安硕索性把话说开,“娘,汐儿其实是受到歹人逼迫,要强纳她为妾,不得已急着嫁人,王妃才把她许配给我,否则你以为凭你儿子这块料,能娶得到汐儿这么好的妻子?”
“我不就是怕她太好,会瞧不起咱们家,所以才想施点下马威……”安大娘越说越小声。
“赵秀秀的话哪能听,姓赵的一家在村里的名声原本就不太好,只会占邻居便宜,长大后我和槐子就不太理她了,偏偏她还不知好歹地一直凑过来,显然别有居心,也只有娘去信她的话。”安硕这是想将赵秀秀永远与母亲隔离,才说得这么明白,否则一般他根本不去提及邻里间的小话,通常都是听过就算了。
“那我以后别理她了。”安大娘后侮不已,她那时也是心里头慌,才会偏听偏信,现在一切说开了,唐汐知的好她也是看在眼中,如果还要继续施什么下马威,那真是没良心了,“不过……不过你媳妇儿怎么办?她会不会还在生我的气?”
“就说她没有生气了。”安硕正色道:“娘,汐儿虽然学东西很快,但那是因为她聪慧,不过将她局限在家里的柴米油盐之中就是大材小用了。咱们家的茶园不是租给歙县里的李员外吗?李员外前几天命人到王府和我说,他明年不准备租了,所以咱们家明年就少了一笔收入。汐儿精于数算,以前又是跟着她爹管事的,我想带她去茶园里看看以后咱们该怎么办。”
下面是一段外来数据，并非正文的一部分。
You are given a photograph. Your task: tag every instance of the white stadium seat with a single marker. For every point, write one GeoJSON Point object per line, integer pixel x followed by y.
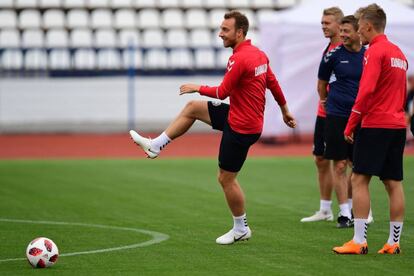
{"type": "Point", "coordinates": [148, 18]}
{"type": "Point", "coordinates": [9, 39]}
{"type": "Point", "coordinates": [32, 39]}
{"type": "Point", "coordinates": [12, 59]}
{"type": "Point", "coordinates": [53, 18]}
{"type": "Point", "coordinates": [57, 39]}
{"type": "Point", "coordinates": [196, 18]}
{"type": "Point", "coordinates": [105, 39]}
{"type": "Point", "coordinates": [153, 38]}
{"type": "Point", "coordinates": [177, 38]}
{"type": "Point", "coordinates": [156, 59]}
{"type": "Point", "coordinates": [29, 19]}
{"type": "Point", "coordinates": [200, 38]}
{"type": "Point", "coordinates": [172, 18]}
{"type": "Point", "coordinates": [205, 59]}
{"type": "Point", "coordinates": [126, 37]}
{"type": "Point", "coordinates": [101, 18]}
{"type": "Point", "coordinates": [180, 59]}
{"type": "Point", "coordinates": [125, 18]}
{"type": "Point", "coordinates": [81, 38]}
{"type": "Point", "coordinates": [77, 18]}
{"type": "Point", "coordinates": [8, 19]}
{"type": "Point", "coordinates": [84, 59]}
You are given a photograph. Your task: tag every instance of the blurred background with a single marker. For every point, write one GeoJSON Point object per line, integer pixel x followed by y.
{"type": "Point", "coordinates": [110, 65]}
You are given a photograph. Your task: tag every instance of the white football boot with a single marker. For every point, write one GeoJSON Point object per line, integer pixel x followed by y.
{"type": "Point", "coordinates": [233, 236]}
{"type": "Point", "coordinates": [144, 143]}
{"type": "Point", "coordinates": [318, 216]}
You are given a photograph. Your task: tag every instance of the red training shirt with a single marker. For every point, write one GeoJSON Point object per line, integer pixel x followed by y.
{"type": "Point", "coordinates": [247, 76]}
{"type": "Point", "coordinates": [382, 89]}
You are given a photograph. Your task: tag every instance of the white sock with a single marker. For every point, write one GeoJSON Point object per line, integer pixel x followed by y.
{"type": "Point", "coordinates": [350, 203]}
{"type": "Point", "coordinates": [345, 210]}
{"type": "Point", "coordinates": [395, 232]}
{"type": "Point", "coordinates": [160, 142]}
{"type": "Point", "coordinates": [360, 230]}
{"type": "Point", "coordinates": [325, 205]}
{"type": "Point", "coordinates": [240, 223]}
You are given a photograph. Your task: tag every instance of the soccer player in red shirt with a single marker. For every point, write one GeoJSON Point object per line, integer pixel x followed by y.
{"type": "Point", "coordinates": [379, 144]}
{"type": "Point", "coordinates": [247, 76]}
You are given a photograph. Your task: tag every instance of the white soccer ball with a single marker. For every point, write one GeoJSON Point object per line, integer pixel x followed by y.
{"type": "Point", "coordinates": [42, 252]}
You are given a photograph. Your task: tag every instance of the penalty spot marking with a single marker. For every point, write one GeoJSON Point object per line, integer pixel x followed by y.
{"type": "Point", "coordinates": [156, 236]}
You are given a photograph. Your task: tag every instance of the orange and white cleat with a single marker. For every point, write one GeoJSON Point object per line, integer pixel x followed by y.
{"type": "Point", "coordinates": [352, 248]}
{"type": "Point", "coordinates": [390, 249]}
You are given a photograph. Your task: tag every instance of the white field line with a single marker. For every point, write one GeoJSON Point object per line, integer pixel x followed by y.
{"type": "Point", "coordinates": [156, 236]}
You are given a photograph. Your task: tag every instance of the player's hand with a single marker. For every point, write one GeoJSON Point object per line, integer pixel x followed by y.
{"type": "Point", "coordinates": [289, 120]}
{"type": "Point", "coordinates": [189, 88]}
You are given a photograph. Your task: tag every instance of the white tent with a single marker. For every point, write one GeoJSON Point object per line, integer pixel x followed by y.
{"type": "Point", "coordinates": [294, 42]}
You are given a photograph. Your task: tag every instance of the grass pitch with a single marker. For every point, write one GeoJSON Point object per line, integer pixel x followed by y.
{"type": "Point", "coordinates": [181, 198]}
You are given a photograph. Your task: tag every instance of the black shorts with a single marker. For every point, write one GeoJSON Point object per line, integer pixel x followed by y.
{"type": "Point", "coordinates": [319, 137]}
{"type": "Point", "coordinates": [336, 148]}
{"type": "Point", "coordinates": [379, 152]}
{"type": "Point", "coordinates": [234, 146]}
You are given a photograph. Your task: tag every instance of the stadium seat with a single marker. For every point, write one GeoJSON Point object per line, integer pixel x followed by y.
{"type": "Point", "coordinates": [9, 38]}
{"type": "Point", "coordinates": [8, 19]}
{"type": "Point", "coordinates": [101, 18]}
{"type": "Point", "coordinates": [81, 38]}
{"type": "Point", "coordinates": [172, 18]}
{"type": "Point", "coordinates": [57, 39]}
{"type": "Point", "coordinates": [108, 59]}
{"type": "Point", "coordinates": [200, 38]}
{"type": "Point", "coordinates": [95, 4]}
{"type": "Point", "coordinates": [77, 18]}
{"type": "Point", "coordinates": [53, 18]}
{"type": "Point", "coordinates": [177, 38]}
{"type": "Point", "coordinates": [180, 59]}
{"type": "Point", "coordinates": [71, 4]}
{"type": "Point", "coordinates": [84, 59]}
{"type": "Point", "coordinates": [32, 39]}
{"type": "Point", "coordinates": [262, 4]}
{"type": "Point", "coordinates": [24, 4]}
{"type": "Point", "coordinates": [125, 37]}
{"type": "Point", "coordinates": [153, 38]}
{"type": "Point", "coordinates": [59, 59]}
{"type": "Point", "coordinates": [156, 59]}
{"type": "Point", "coordinates": [105, 39]}
{"type": "Point", "coordinates": [204, 59]}
{"type": "Point", "coordinates": [149, 18]}
{"type": "Point", "coordinates": [11, 59]}
{"type": "Point", "coordinates": [29, 19]}
{"type": "Point", "coordinates": [216, 16]}
{"type": "Point", "coordinates": [50, 4]}
{"type": "Point", "coordinates": [125, 18]}
{"type": "Point", "coordinates": [196, 18]}
{"type": "Point", "coordinates": [35, 59]}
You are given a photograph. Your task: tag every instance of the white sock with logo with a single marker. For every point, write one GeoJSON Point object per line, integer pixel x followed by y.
{"type": "Point", "coordinates": [160, 142]}
{"type": "Point", "coordinates": [395, 232]}
{"type": "Point", "coordinates": [240, 223]}
{"type": "Point", "coordinates": [360, 230]}
{"type": "Point", "coordinates": [325, 205]}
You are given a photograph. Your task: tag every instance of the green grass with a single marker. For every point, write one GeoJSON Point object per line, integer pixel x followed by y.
{"type": "Point", "coordinates": [181, 198]}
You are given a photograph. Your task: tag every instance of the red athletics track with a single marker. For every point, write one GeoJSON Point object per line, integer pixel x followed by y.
{"type": "Point", "coordinates": [46, 146]}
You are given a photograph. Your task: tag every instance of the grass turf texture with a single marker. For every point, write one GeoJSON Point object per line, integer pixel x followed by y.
{"type": "Point", "coordinates": [181, 198]}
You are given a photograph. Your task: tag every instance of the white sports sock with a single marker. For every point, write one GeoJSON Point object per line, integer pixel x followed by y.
{"type": "Point", "coordinates": [160, 142]}
{"type": "Point", "coordinates": [240, 223]}
{"type": "Point", "coordinates": [395, 232]}
{"type": "Point", "coordinates": [345, 210]}
{"type": "Point", "coordinates": [360, 230]}
{"type": "Point", "coordinates": [325, 205]}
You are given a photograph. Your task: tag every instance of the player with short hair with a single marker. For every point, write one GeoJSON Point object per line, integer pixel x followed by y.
{"type": "Point", "coordinates": [247, 76]}
{"type": "Point", "coordinates": [331, 18]}
{"type": "Point", "coordinates": [379, 144]}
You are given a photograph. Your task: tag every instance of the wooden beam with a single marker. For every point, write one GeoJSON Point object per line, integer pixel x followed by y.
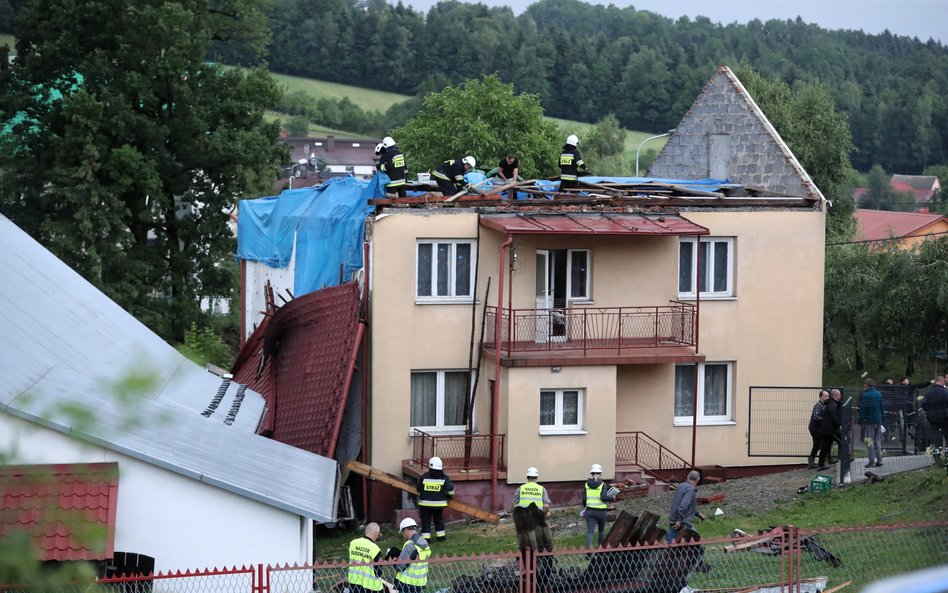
{"type": "Point", "coordinates": [453, 503]}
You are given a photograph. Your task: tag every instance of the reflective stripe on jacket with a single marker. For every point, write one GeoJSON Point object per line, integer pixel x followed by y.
{"type": "Point", "coordinates": [364, 551]}
{"type": "Point", "coordinates": [531, 492]}
{"type": "Point", "coordinates": [416, 573]}
{"type": "Point", "coordinates": [594, 496]}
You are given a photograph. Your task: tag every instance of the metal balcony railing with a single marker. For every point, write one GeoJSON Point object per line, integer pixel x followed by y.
{"type": "Point", "coordinates": [593, 328]}
{"type": "Point", "coordinates": [457, 452]}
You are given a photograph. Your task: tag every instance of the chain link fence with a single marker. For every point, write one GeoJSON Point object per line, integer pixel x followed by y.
{"type": "Point", "coordinates": [780, 559]}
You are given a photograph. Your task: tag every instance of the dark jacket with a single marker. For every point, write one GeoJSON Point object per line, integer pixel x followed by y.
{"type": "Point", "coordinates": [935, 404]}
{"type": "Point", "coordinates": [452, 170]}
{"type": "Point", "coordinates": [393, 163]}
{"type": "Point", "coordinates": [870, 407]}
{"type": "Point", "coordinates": [570, 163]}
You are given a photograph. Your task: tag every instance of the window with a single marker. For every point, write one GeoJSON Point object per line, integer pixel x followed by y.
{"type": "Point", "coordinates": [714, 393]}
{"type": "Point", "coordinates": [578, 265]}
{"type": "Point", "coordinates": [717, 267]}
{"type": "Point", "coordinates": [437, 400]}
{"type": "Point", "coordinates": [445, 271]}
{"type": "Point", "coordinates": [561, 411]}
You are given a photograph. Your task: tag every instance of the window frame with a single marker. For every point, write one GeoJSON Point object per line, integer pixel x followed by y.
{"type": "Point", "coordinates": [569, 275]}
{"type": "Point", "coordinates": [452, 271]}
{"type": "Point", "coordinates": [728, 293]}
{"type": "Point", "coordinates": [440, 427]}
{"type": "Point", "coordinates": [703, 420]}
{"type": "Point", "coordinates": [558, 428]}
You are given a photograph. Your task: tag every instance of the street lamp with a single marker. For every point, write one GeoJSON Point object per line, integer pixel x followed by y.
{"type": "Point", "coordinates": [298, 163]}
{"type": "Point", "coordinates": [668, 133]}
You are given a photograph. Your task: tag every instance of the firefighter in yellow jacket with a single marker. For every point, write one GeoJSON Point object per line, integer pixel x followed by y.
{"type": "Point", "coordinates": [363, 551]}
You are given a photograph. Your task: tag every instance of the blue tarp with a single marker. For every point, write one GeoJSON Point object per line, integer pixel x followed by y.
{"type": "Point", "coordinates": [327, 222]}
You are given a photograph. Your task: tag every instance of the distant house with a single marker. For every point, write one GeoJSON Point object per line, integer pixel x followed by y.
{"type": "Point", "coordinates": [170, 474]}
{"type": "Point", "coordinates": [338, 156]}
{"type": "Point", "coordinates": [922, 188]}
{"type": "Point", "coordinates": [907, 228]}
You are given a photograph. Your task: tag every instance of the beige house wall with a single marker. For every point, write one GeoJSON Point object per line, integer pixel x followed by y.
{"type": "Point", "coordinates": [771, 330]}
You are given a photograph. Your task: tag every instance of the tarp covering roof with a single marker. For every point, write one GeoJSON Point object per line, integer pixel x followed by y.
{"type": "Point", "coordinates": [592, 224]}
{"type": "Point", "coordinates": [325, 224]}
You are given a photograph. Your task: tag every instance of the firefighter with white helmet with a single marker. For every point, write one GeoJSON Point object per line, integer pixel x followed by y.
{"type": "Point", "coordinates": [411, 573]}
{"type": "Point", "coordinates": [434, 489]}
{"type": "Point", "coordinates": [393, 163]}
{"type": "Point", "coordinates": [595, 498]}
{"type": "Point", "coordinates": [571, 163]}
{"type": "Point", "coordinates": [449, 175]}
{"type": "Point", "coordinates": [532, 492]}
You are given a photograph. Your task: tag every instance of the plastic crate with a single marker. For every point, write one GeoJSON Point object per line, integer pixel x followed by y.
{"type": "Point", "coordinates": [821, 483]}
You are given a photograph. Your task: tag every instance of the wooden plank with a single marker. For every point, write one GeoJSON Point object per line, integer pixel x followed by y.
{"type": "Point", "coordinates": [453, 503]}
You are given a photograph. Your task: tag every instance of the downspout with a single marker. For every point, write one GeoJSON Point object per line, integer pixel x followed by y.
{"type": "Point", "coordinates": [495, 396]}
{"type": "Point", "coordinates": [694, 416]}
{"type": "Point", "coordinates": [365, 378]}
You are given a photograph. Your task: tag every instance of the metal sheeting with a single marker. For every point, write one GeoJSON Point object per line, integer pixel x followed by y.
{"type": "Point", "coordinates": [52, 317]}
{"type": "Point", "coordinates": [592, 224]}
{"type": "Point", "coordinates": [67, 347]}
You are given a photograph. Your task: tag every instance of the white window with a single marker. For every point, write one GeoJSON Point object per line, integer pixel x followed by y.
{"type": "Point", "coordinates": [445, 270]}
{"type": "Point", "coordinates": [561, 411]}
{"type": "Point", "coordinates": [578, 266]}
{"type": "Point", "coordinates": [717, 267]}
{"type": "Point", "coordinates": [437, 400]}
{"type": "Point", "coordinates": [714, 393]}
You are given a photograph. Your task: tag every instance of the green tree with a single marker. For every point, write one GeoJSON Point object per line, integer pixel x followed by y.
{"type": "Point", "coordinates": [126, 151]}
{"type": "Point", "coordinates": [818, 135]}
{"type": "Point", "coordinates": [603, 147]}
{"type": "Point", "coordinates": [483, 118]}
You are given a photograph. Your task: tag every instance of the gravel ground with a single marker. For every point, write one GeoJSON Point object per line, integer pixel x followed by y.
{"type": "Point", "coordinates": [744, 496]}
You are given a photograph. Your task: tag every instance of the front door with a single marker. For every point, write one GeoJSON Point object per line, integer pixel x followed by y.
{"type": "Point", "coordinates": [550, 318]}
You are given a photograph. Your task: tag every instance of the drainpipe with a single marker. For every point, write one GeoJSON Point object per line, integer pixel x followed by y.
{"type": "Point", "coordinates": [495, 397]}
{"type": "Point", "coordinates": [694, 417]}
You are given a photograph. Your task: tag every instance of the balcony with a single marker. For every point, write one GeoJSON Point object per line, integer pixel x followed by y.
{"type": "Point", "coordinates": [465, 457]}
{"type": "Point", "coordinates": [595, 335]}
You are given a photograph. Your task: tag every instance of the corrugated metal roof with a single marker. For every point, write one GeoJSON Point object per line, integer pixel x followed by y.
{"type": "Point", "coordinates": [66, 345]}
{"type": "Point", "coordinates": [307, 347]}
{"type": "Point", "coordinates": [174, 438]}
{"type": "Point", "coordinates": [592, 224]}
{"type": "Point", "coordinates": [52, 317]}
{"type": "Point", "coordinates": [67, 510]}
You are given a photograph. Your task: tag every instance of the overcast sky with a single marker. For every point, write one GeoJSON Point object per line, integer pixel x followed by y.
{"type": "Point", "coordinates": [915, 18]}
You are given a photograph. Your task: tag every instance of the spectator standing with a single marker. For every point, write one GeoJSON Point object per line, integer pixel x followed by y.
{"type": "Point", "coordinates": [815, 428]}
{"type": "Point", "coordinates": [412, 570]}
{"type": "Point", "coordinates": [870, 418]}
{"type": "Point", "coordinates": [684, 507]}
{"type": "Point", "coordinates": [363, 551]}
{"type": "Point", "coordinates": [935, 404]}
{"type": "Point", "coordinates": [434, 489]}
{"type": "Point", "coordinates": [595, 497]}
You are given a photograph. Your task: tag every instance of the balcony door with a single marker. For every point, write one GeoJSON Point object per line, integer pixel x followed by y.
{"type": "Point", "coordinates": [551, 296]}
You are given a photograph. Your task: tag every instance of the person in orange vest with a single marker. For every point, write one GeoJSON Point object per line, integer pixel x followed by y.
{"type": "Point", "coordinates": [434, 489]}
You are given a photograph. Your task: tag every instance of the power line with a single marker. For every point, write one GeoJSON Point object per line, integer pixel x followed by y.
{"type": "Point", "coordinates": [886, 239]}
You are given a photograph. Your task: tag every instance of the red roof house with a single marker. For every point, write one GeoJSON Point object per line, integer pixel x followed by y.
{"type": "Point", "coordinates": [66, 510]}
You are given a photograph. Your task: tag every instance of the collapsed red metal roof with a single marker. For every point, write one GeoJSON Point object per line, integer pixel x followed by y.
{"type": "Point", "coordinates": [302, 359]}
{"type": "Point", "coordinates": [592, 224]}
{"type": "Point", "coordinates": [67, 510]}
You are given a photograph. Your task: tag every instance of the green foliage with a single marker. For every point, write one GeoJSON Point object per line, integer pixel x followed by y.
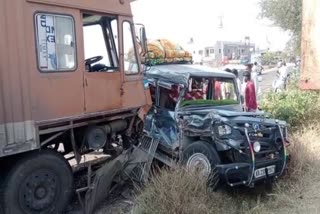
{"type": "Point", "coordinates": [270, 58]}
{"type": "Point", "coordinates": [286, 14]}
{"type": "Point", "coordinates": [294, 106]}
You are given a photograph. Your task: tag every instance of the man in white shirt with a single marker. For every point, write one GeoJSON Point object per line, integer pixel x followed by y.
{"type": "Point", "coordinates": [283, 73]}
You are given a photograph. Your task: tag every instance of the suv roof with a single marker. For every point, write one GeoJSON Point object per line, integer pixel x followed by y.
{"type": "Point", "coordinates": [180, 74]}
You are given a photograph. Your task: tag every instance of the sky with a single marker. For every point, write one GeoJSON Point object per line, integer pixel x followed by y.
{"type": "Point", "coordinates": [179, 20]}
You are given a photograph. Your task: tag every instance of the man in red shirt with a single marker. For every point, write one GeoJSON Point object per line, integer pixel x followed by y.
{"type": "Point", "coordinates": [250, 93]}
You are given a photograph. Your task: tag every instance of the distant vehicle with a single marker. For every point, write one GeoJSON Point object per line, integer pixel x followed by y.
{"type": "Point", "coordinates": [239, 67]}
{"type": "Point", "coordinates": [198, 119]}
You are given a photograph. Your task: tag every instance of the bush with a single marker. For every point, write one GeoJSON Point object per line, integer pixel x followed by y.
{"type": "Point", "coordinates": [294, 106]}
{"type": "Point", "coordinates": [180, 192]}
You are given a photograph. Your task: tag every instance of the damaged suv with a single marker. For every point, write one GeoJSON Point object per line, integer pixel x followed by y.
{"type": "Point", "coordinates": [198, 119]}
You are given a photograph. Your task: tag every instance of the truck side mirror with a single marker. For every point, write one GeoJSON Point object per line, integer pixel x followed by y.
{"type": "Point", "coordinates": [142, 38]}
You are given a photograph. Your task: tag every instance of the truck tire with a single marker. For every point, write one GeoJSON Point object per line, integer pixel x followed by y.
{"type": "Point", "coordinates": [204, 155]}
{"type": "Point", "coordinates": [40, 182]}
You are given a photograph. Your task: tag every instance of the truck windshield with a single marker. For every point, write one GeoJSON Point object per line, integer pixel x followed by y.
{"type": "Point", "coordinates": [101, 50]}
{"type": "Point", "coordinates": [211, 91]}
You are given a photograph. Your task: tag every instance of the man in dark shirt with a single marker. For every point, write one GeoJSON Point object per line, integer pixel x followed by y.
{"type": "Point", "coordinates": [250, 93]}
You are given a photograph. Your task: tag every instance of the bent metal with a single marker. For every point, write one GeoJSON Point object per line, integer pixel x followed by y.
{"type": "Point", "coordinates": [198, 119]}
{"type": "Point", "coordinates": [71, 98]}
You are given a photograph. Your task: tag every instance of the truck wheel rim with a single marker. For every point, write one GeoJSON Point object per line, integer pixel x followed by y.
{"type": "Point", "coordinates": [199, 161]}
{"type": "Point", "coordinates": [39, 191]}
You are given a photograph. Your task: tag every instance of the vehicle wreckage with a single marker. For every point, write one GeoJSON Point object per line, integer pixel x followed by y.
{"type": "Point", "coordinates": [198, 120]}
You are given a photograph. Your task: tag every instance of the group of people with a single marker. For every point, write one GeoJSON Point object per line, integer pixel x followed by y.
{"type": "Point", "coordinates": [249, 88]}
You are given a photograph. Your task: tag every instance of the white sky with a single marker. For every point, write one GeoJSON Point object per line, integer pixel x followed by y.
{"type": "Point", "coordinates": [179, 20]}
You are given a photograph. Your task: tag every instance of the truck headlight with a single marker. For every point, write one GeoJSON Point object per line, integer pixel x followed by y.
{"type": "Point", "coordinates": [224, 130]}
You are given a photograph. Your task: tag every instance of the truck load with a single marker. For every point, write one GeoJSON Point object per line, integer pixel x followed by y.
{"type": "Point", "coordinates": [163, 51]}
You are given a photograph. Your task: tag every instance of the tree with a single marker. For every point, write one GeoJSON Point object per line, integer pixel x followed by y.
{"type": "Point", "coordinates": [286, 14]}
“什么?”安大娘有些无法接受,心里扑通扑通直跳,“你说那李员外不租了?怎么能说不租就不租呢?”
“当初我们签的是五年约,今年租约到期,他不想继续租,我们能有什么办法?毕竟我们村子里的茶园种的都不是什么好茶,制出来的茶也不好喝,当初咱们家的茶园子能租出去已经是万幸了。”安硕理智地道。
少了一笔进项,那是在剜她的心啊!安大娘气都不顺畅了,急急忙忙地道:“你说你媳妇有办法?那你快带她去,家里的事不用她做了,先把茶园的事弄好比较重要。”
安硕却是摇摇头。“汐儿未必能替我们解决,不过我相信她有办法能让我们减少一点损失。我听那李员外派来的人的言下之意,似乎新租约也不是不能谈,如果汐儿愿意帮忙,那是最好了。”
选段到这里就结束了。